Is winning really everything?

There are a variety of ways of dealing with the world and looking at the world. One way is with a narrow or simplistic lens. Sometimes this is called either/or thinking. The idea is that there is an us and a them. And everyone is either with us or with them.

In discussions, if you can call them that, the point is to figure out who your friends are and who your enemies are. When discussing topics, the point is to win because what else would there be? It’s all or nothing after all. A fixed quotient. One side has 100% of correctness with it, and the other has 0%. And there certainly isn’t any room for growth. There is already 100%.

And you’d think that winning would bring things to an end. That’s what logic would you one to conclude. We won the argument – we are done! It is over. But have you ever experienced a true ending with any either/or way of thinking or the people who espouse it? I haven’t. Rather, it just goes on and on and on – forever. There is never an ending. There’s always another enemy, another clash, another argument, another fight, another war, another, another, another… Another them. Always. It never ends. For infinity.

There is never sabbath rest. Never shalom – wholeness, completeness, enough. There is never peace. There is never the kingdom of God. Never.

Why do we legitimize this mindset? Why do we pick sides, as if picking sides will ever resolve the situation and bring it to a conclusion? It won’t.

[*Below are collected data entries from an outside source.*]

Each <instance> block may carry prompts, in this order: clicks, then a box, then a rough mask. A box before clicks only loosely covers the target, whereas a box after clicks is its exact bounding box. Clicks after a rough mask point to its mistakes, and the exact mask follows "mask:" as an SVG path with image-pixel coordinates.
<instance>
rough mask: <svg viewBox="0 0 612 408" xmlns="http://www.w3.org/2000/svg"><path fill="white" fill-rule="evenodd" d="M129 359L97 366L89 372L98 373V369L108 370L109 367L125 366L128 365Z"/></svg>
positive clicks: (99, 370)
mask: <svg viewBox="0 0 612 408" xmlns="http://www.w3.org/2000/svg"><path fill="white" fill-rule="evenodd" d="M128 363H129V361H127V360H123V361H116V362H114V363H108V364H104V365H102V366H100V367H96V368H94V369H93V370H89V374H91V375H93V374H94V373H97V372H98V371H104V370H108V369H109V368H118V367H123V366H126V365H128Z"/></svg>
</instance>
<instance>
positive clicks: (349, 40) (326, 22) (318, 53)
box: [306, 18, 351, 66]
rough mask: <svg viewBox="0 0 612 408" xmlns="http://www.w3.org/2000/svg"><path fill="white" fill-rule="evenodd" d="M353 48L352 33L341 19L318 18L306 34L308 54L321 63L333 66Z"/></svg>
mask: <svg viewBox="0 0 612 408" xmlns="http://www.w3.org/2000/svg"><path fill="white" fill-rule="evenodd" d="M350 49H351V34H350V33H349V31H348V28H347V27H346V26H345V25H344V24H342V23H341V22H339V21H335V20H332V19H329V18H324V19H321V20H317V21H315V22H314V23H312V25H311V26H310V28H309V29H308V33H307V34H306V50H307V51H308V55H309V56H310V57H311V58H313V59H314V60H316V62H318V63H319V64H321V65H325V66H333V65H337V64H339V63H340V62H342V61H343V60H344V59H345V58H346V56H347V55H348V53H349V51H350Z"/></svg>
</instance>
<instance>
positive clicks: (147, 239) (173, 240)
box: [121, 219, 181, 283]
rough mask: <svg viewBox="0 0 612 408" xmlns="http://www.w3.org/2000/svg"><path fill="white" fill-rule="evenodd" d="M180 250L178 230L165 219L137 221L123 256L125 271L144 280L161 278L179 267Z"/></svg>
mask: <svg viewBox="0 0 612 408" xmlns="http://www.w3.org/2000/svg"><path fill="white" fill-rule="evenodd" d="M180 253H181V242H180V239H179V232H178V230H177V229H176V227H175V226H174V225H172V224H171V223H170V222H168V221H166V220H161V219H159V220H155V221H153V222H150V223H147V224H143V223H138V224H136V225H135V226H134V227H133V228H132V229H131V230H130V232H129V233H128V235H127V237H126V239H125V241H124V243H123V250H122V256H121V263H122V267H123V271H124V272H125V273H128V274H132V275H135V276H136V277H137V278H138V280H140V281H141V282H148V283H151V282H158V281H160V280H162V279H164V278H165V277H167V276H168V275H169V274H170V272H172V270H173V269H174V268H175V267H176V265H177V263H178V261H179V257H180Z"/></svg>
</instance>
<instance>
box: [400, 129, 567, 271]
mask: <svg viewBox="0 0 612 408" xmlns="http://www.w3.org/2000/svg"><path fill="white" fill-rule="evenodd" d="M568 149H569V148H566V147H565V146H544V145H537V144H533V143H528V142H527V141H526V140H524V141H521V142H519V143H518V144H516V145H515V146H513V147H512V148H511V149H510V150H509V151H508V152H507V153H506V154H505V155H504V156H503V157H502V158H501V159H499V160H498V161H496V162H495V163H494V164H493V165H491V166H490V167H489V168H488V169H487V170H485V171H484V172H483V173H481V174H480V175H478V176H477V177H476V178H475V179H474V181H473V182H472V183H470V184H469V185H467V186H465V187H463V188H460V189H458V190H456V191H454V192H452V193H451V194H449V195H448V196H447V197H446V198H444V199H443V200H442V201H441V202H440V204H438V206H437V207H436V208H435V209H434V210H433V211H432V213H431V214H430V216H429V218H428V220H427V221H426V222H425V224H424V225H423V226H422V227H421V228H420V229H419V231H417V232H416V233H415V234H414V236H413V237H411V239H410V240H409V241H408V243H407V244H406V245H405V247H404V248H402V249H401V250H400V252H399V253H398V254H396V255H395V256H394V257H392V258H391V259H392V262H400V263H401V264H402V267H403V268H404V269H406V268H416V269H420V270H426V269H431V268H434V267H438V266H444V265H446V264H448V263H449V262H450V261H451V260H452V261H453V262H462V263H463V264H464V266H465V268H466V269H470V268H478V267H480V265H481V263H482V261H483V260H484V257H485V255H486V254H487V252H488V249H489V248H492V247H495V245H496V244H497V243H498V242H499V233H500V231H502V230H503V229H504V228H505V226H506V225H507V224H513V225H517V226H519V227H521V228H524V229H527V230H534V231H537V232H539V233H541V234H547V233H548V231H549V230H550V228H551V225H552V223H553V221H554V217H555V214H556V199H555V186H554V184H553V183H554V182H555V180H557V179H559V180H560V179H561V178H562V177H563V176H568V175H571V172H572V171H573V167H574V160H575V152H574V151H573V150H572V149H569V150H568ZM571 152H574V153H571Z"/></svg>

Instead, let us create situations that offer complexity and perplexity. Let us offer confusion to either/or, purposefully – not with ill intent, but with intent of showing that there is more that either/or. It’s not about offering an alternative, as if either/or is the legitimate standard. It is not. It is just common. There are better ways to approach the world and life. Healthier ways.

Winning isn’t everything. Especially when it doesn’t ever bring conflict to an end. And it doesn’t ever bring satisfaction.

Embody other ways. God’s ways. Shalom ways. Grace. Mercy. Love. Charity. These go far beyond either/or. They make room for something that either/or can’t comprehend – enough.